Neue Arzneimittelpreise – DocMorris freut sich

Das GMG hindere wegen des Fortbestands des Fremdbesitzverbots DocMorris zwar daran, nach Deutschland zu kommen – dennoch sieht sich die holländische Apotheke in Deutschland keiner echten Konkurrenz ausgesetzt: deutsche Versandapotheken könnten weder Kunden noch Krankenkassen Vorteile anbieten, so Däinghaus.

Auch die neue Arzneimittelpreisstruktur gefällt dem DocMorris-Geschäftsführer. Während niedrigpreisige Medikamente im vergangenen Jahr durch den Zuzahlungsverzicht noch eine negative Marge hatten und eine Quersubventionierung durch teure Arzneimittel nötig gewesen sei, bekomme man nun 8,10 Euro garantiert. "Da geht mein Herz auf", freut sich Däinghaus. Für ihn ist klar: "Der Versandhandel rechnet sich auch nach dem neuen Modell."

Schon bald werde DocMorris mit vielen deutschen Krankenkassen Verträge geschlossen haben. Es sei nur noch eine logistische Sache, bis diese unterschrieben seien, so Däinghaus. Nachdem seine Apotheke nun einen legalen Status in Deutschland erreicht hat, nimmt er weitere Ziele in Angriff: In die Qualitätsoffensive will DocMorris nun gehen und neue Standards in der pharmazeutischen Versorgung setzen.

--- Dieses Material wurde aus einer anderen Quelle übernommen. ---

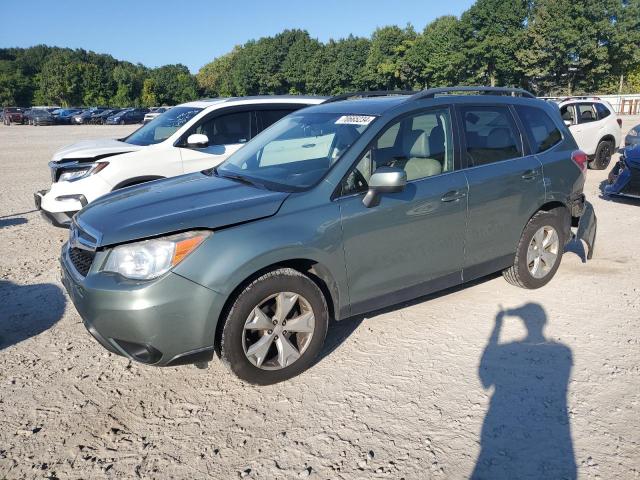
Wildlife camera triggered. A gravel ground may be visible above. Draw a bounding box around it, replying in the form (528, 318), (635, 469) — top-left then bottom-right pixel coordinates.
(0, 118), (640, 479)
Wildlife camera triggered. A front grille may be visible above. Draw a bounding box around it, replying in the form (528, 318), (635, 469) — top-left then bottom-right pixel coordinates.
(69, 247), (95, 277)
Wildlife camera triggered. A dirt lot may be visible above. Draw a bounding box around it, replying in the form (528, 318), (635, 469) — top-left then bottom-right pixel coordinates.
(0, 118), (640, 479)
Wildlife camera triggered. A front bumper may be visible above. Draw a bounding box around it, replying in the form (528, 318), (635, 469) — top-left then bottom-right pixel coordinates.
(60, 244), (225, 366)
(33, 190), (81, 228)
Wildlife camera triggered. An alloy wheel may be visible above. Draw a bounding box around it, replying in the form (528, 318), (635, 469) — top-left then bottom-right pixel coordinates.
(242, 292), (315, 370)
(527, 225), (560, 278)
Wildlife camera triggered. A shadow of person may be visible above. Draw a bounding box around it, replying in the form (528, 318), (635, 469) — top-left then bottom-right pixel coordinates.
(471, 303), (577, 480)
(0, 280), (66, 350)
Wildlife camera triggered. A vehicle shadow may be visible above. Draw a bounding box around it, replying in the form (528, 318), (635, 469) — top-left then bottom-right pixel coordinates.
(316, 272), (501, 363)
(564, 239), (587, 263)
(471, 303), (577, 480)
(0, 280), (66, 350)
(598, 180), (640, 205)
(0, 217), (28, 228)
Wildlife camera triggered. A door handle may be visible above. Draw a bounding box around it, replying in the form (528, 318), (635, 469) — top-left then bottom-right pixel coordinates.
(440, 190), (467, 202)
(522, 170), (540, 180)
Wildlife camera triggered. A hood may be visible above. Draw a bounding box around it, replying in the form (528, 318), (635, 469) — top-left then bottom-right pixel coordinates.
(51, 138), (143, 162)
(77, 172), (289, 246)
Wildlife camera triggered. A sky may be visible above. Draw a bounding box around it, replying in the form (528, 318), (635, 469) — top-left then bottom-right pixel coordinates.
(0, 0), (473, 73)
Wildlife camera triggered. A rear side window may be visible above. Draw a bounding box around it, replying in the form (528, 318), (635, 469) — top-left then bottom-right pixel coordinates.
(192, 112), (251, 145)
(576, 103), (598, 123)
(516, 105), (562, 153)
(258, 109), (296, 131)
(461, 106), (522, 166)
(594, 103), (611, 120)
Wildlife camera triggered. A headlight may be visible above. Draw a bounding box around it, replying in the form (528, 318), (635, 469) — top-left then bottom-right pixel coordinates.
(102, 231), (211, 280)
(58, 162), (109, 182)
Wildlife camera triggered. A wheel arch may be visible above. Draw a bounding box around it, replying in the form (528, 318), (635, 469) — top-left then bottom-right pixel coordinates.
(214, 258), (339, 355)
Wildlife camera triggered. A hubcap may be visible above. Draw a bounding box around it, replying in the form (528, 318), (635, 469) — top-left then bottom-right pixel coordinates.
(242, 292), (315, 370)
(527, 225), (560, 278)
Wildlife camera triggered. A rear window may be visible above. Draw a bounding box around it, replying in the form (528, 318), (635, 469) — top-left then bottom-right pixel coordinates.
(594, 103), (611, 120)
(516, 105), (562, 153)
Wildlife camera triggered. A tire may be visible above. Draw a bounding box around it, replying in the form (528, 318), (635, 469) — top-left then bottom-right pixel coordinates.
(219, 268), (329, 385)
(502, 209), (568, 289)
(589, 140), (614, 170)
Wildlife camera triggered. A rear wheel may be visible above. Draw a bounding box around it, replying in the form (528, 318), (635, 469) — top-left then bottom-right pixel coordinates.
(589, 140), (613, 170)
(502, 209), (567, 289)
(220, 268), (329, 385)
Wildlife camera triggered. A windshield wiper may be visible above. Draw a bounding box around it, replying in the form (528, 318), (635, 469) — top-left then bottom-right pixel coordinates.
(218, 172), (265, 188)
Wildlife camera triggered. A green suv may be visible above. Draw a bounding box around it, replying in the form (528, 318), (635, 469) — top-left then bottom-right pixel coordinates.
(61, 87), (596, 384)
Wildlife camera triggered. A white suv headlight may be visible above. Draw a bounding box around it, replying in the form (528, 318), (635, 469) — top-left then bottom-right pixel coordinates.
(58, 162), (109, 182)
(102, 231), (212, 280)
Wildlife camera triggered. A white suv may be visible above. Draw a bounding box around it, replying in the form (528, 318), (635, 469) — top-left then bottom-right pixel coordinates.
(34, 95), (326, 227)
(554, 97), (622, 170)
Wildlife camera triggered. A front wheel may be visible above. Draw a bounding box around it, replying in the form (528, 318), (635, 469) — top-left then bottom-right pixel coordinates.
(502, 209), (567, 289)
(220, 268), (329, 385)
(589, 140), (613, 170)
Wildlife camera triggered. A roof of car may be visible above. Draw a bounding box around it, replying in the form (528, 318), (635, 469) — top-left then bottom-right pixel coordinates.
(179, 95), (328, 108)
(300, 95), (409, 115)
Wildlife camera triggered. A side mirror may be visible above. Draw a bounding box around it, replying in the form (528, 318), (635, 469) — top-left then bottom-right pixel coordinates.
(362, 167), (407, 208)
(187, 133), (209, 148)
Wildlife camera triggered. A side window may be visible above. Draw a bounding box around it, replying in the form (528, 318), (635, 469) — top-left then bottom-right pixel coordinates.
(516, 105), (562, 153)
(577, 103), (598, 123)
(342, 108), (454, 195)
(461, 106), (522, 166)
(258, 108), (297, 131)
(594, 103), (611, 120)
(560, 105), (577, 125)
(191, 112), (251, 145)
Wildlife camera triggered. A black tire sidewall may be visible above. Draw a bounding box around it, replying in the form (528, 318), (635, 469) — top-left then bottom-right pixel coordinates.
(516, 210), (566, 289)
(591, 140), (613, 170)
(220, 271), (329, 385)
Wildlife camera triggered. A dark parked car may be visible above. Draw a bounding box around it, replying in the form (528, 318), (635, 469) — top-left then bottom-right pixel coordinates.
(624, 125), (640, 146)
(105, 108), (149, 125)
(604, 143), (640, 198)
(2, 107), (25, 125)
(71, 108), (106, 125)
(61, 87), (596, 384)
(29, 108), (56, 126)
(91, 108), (124, 125)
(54, 108), (82, 125)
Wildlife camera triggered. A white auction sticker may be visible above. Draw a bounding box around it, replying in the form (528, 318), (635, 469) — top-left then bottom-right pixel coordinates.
(336, 115), (376, 125)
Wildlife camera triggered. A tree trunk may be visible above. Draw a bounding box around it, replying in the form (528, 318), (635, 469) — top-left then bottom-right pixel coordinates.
(618, 74), (624, 93)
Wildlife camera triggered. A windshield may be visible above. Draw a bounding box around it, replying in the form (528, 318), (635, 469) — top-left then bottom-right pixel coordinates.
(216, 111), (375, 191)
(122, 107), (202, 146)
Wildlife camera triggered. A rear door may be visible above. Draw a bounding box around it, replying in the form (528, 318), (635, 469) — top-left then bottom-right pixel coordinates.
(569, 102), (604, 155)
(336, 107), (467, 314)
(458, 104), (545, 281)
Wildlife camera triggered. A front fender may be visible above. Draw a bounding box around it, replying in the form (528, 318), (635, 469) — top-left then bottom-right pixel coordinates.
(175, 202), (348, 316)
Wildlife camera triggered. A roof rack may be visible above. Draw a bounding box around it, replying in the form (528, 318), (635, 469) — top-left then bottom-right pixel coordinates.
(409, 87), (536, 100)
(322, 90), (418, 103)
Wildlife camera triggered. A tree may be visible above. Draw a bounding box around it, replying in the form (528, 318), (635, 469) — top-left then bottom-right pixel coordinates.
(364, 25), (417, 90)
(196, 47), (241, 97)
(406, 15), (465, 89)
(306, 36), (370, 95)
(461, 0), (529, 86)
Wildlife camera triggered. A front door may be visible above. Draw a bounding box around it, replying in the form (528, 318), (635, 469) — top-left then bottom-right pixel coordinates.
(460, 105), (545, 281)
(180, 110), (255, 173)
(337, 108), (467, 314)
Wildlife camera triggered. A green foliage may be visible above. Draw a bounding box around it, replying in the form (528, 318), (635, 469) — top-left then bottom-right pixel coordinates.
(0, 0), (640, 106)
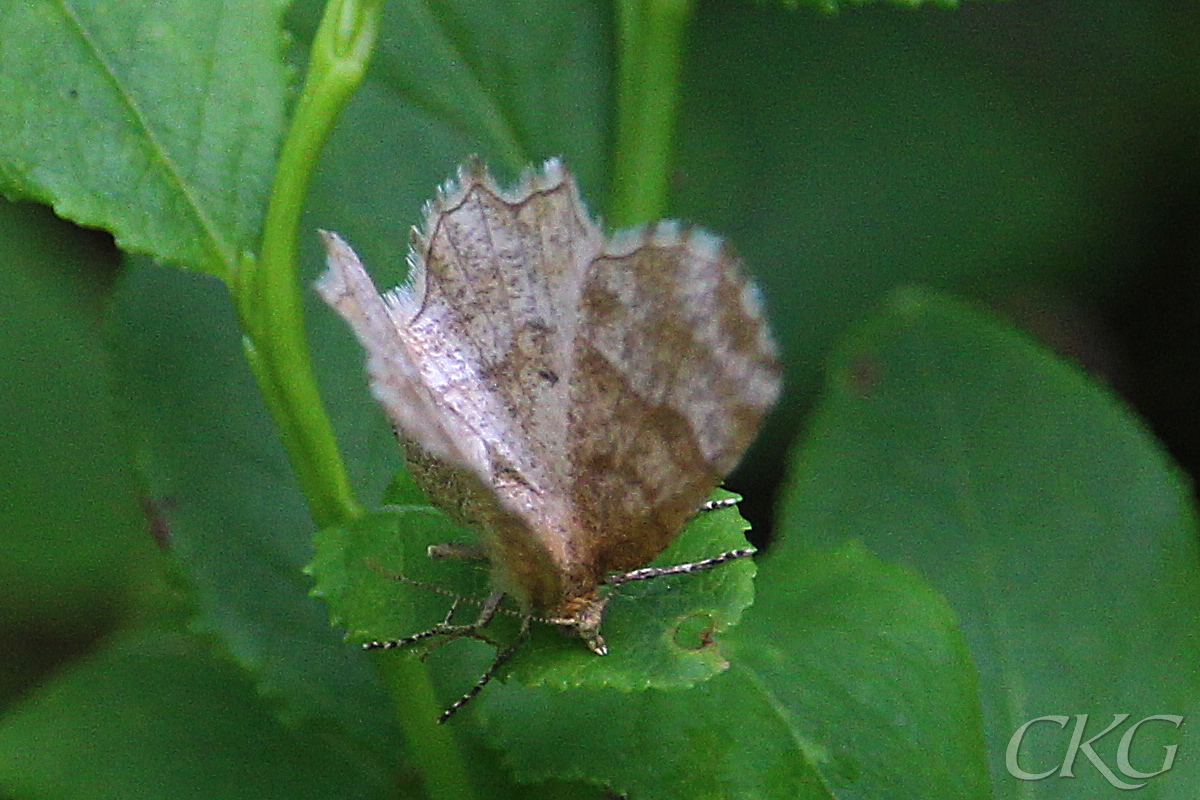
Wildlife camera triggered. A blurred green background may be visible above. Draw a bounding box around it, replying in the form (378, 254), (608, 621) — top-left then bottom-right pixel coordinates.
(0, 0), (1200, 786)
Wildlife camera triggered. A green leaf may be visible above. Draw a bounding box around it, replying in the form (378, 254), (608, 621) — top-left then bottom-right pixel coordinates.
(777, 290), (1200, 798)
(110, 263), (401, 766)
(0, 630), (398, 800)
(310, 492), (755, 691)
(479, 547), (986, 799)
(0, 201), (152, 623)
(0, 0), (287, 276)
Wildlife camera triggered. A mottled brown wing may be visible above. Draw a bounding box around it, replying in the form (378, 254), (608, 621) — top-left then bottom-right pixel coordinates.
(318, 155), (604, 606)
(568, 222), (780, 575)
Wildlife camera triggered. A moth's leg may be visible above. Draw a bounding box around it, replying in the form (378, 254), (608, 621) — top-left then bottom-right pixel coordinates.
(362, 591), (504, 655)
(438, 609), (532, 724)
(696, 498), (740, 513)
(425, 542), (487, 561)
(604, 547), (758, 587)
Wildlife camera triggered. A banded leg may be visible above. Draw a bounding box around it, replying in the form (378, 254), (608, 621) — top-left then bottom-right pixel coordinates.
(438, 616), (532, 724)
(362, 591), (504, 650)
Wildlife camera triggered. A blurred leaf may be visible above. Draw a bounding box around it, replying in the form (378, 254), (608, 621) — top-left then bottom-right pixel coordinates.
(673, 4), (1122, 489)
(782, 290), (1200, 798)
(0, 0), (287, 276)
(311, 492), (755, 691)
(0, 631), (398, 800)
(105, 263), (401, 777)
(0, 206), (151, 634)
(479, 547), (988, 799)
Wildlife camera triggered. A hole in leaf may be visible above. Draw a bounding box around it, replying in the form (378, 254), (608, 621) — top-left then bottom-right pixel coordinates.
(672, 613), (713, 650)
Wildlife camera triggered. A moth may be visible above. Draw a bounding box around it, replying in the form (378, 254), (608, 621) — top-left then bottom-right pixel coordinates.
(317, 160), (781, 716)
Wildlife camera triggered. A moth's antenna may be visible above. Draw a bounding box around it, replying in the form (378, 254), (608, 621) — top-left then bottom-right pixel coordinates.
(604, 547), (758, 587)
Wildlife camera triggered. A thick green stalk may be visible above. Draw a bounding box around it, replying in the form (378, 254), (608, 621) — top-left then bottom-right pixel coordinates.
(235, 0), (383, 528)
(234, 0), (474, 800)
(608, 0), (691, 227)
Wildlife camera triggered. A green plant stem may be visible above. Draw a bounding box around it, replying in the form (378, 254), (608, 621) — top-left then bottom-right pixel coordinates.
(234, 0), (474, 800)
(377, 654), (475, 800)
(608, 0), (691, 227)
(235, 0), (383, 528)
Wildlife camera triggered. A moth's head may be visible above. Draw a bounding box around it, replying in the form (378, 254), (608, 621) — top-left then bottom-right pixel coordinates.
(554, 594), (608, 656)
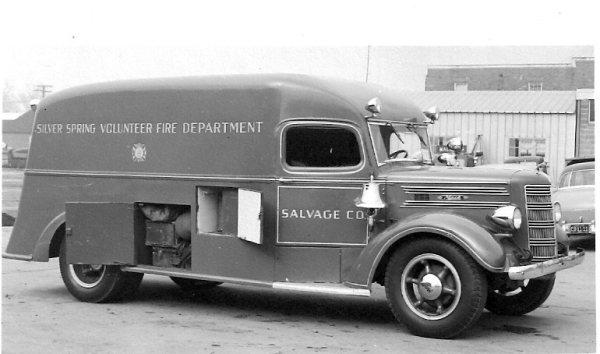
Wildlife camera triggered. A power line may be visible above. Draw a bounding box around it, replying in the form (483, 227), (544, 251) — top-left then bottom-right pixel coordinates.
(365, 45), (371, 82)
(33, 85), (52, 98)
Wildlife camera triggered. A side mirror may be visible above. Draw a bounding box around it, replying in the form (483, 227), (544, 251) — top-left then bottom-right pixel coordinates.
(423, 106), (440, 123)
(446, 137), (465, 154)
(365, 97), (381, 116)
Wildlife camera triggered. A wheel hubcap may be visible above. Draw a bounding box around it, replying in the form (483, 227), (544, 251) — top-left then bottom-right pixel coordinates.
(419, 273), (442, 300)
(69, 264), (106, 289)
(401, 253), (461, 320)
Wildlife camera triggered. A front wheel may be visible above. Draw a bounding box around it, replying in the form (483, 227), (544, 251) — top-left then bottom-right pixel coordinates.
(59, 241), (144, 302)
(385, 238), (487, 338)
(485, 274), (556, 316)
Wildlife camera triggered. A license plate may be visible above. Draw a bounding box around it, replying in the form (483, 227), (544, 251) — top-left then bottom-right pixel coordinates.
(569, 224), (590, 234)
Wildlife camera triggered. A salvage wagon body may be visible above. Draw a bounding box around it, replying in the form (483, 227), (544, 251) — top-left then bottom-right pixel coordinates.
(4, 75), (583, 337)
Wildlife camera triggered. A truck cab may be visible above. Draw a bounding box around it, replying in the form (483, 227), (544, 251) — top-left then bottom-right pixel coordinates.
(3, 74), (584, 338)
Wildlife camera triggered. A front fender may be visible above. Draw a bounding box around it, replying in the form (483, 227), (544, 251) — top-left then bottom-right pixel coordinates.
(347, 213), (506, 287)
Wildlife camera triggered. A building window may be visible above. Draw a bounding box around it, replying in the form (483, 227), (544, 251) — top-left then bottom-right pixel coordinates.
(528, 82), (542, 91)
(508, 138), (546, 157)
(454, 81), (469, 91)
(577, 100), (596, 122)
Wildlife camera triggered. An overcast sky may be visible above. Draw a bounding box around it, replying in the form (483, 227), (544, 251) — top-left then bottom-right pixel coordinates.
(5, 46), (593, 97)
(0, 0), (598, 113)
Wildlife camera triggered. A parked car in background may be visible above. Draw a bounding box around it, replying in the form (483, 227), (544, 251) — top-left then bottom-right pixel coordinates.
(552, 158), (596, 244)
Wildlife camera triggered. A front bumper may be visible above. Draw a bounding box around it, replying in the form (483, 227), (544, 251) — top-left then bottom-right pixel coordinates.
(508, 249), (585, 280)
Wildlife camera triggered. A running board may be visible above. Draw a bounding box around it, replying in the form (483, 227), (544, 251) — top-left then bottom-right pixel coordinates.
(121, 265), (371, 297)
(273, 282), (371, 297)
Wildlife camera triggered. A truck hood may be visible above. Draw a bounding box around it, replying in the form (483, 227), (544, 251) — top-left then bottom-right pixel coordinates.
(379, 165), (550, 184)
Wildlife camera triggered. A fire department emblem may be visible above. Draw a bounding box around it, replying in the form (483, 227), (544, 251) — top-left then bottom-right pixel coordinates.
(131, 143), (146, 162)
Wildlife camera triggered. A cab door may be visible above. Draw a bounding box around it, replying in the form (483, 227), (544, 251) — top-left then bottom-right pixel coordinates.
(275, 120), (372, 282)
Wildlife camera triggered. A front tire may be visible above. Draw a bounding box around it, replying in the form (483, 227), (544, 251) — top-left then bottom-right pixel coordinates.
(59, 241), (144, 302)
(385, 238), (487, 338)
(485, 274), (556, 316)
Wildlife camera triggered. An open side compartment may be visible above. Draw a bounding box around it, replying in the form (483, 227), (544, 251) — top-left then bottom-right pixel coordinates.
(137, 203), (192, 269)
(196, 187), (262, 244)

Medikationsprofil, Wechselwirkungsreport, Arztbrief, Doppelverordnungsreport sind die Stichworte, alles computergestützt. Der Kunde erhalte alle Informationen automatisch und kostenlos – und das nicht nur, wenn er persönlich am HV-Tisch stehe, so Däinghaus. Der Geschäftsmann zeigt sich wenig bescheiden: DocMorris werde Maßstäbe für Apotheken setzen und das deutsche Gesundheitssystem verändern, erklärte er abschließend.